Next Generation Leadership: Jingoism Vs. Kool-Aid-ism
At Competitive Futures, we’re thinking long and hard these days about what the next generation of leadership will need to look like. 2009 will feature a variety of new events, services, and dialogues around what we need to do to thrive in the face of all of these crises.
Just found a great way to describe the leadership mindsets of the different generations via Jessica Margolis, a futures-oriented thinker on this subject, and wanted to post her insights in their entirety. Go check out the whole thing.
As we transition to a kind of leadership that is equal to our challenges, we will need to enter into many such deep philosophical discussions.
KOOL-AID-ISM
Baby Boomers had Jingoism, and Generation X has Kool-Aid-ism. For the Boomers, Viet Nam was the question: Would you go? Would you NOT go? If you didn’t go, would you protest? Leave the country? What is a hero? Where are your national duties? You may have relatives who served or even died during World War II; how can you oppose your government’s call to duty?
Generation X has had a similar pivotal issue: Will you go to work in corporation? Will you refuse? If you don’t go, will you start your own business? How should you support yourself; what role should your livelihood play in your life? What about your family? Where are your obligations? How should you effect change?

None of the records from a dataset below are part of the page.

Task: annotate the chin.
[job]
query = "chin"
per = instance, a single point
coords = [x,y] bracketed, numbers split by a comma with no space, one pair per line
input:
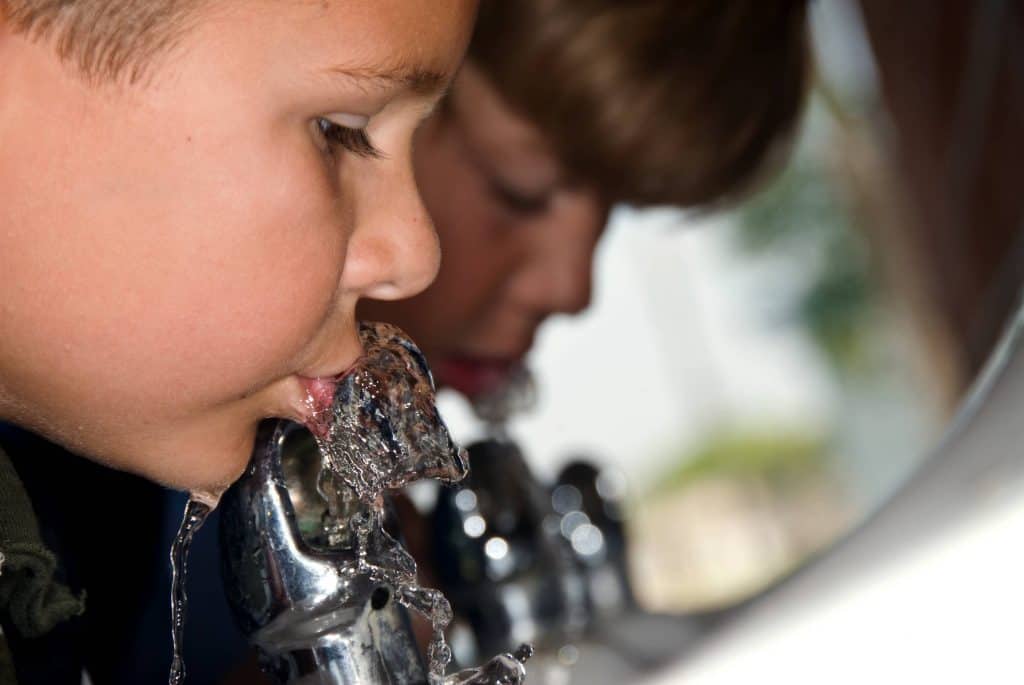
[202,465]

“Drinking the Corporate Kool-Aid” is an expression often used to mean the degree to which an employee buys into the goals and objectives as stated by the executives in the firm they work.
The degree to which (US-raised) Generation Xers bought into to the framework of unfettered capitalism is as much a litmus test as the degree to which Boomers bought into the framework of unfettered nationalism. It even has the same polarizing issues: If you’re going to do it, do it right! (Be much more aggressive in Viet Nam; make a LOT of money in the corporate world.) If you object to the powerful treating you badly, then you’d better not do the same thing yourself (“Make love not war”; “First, do no evil”).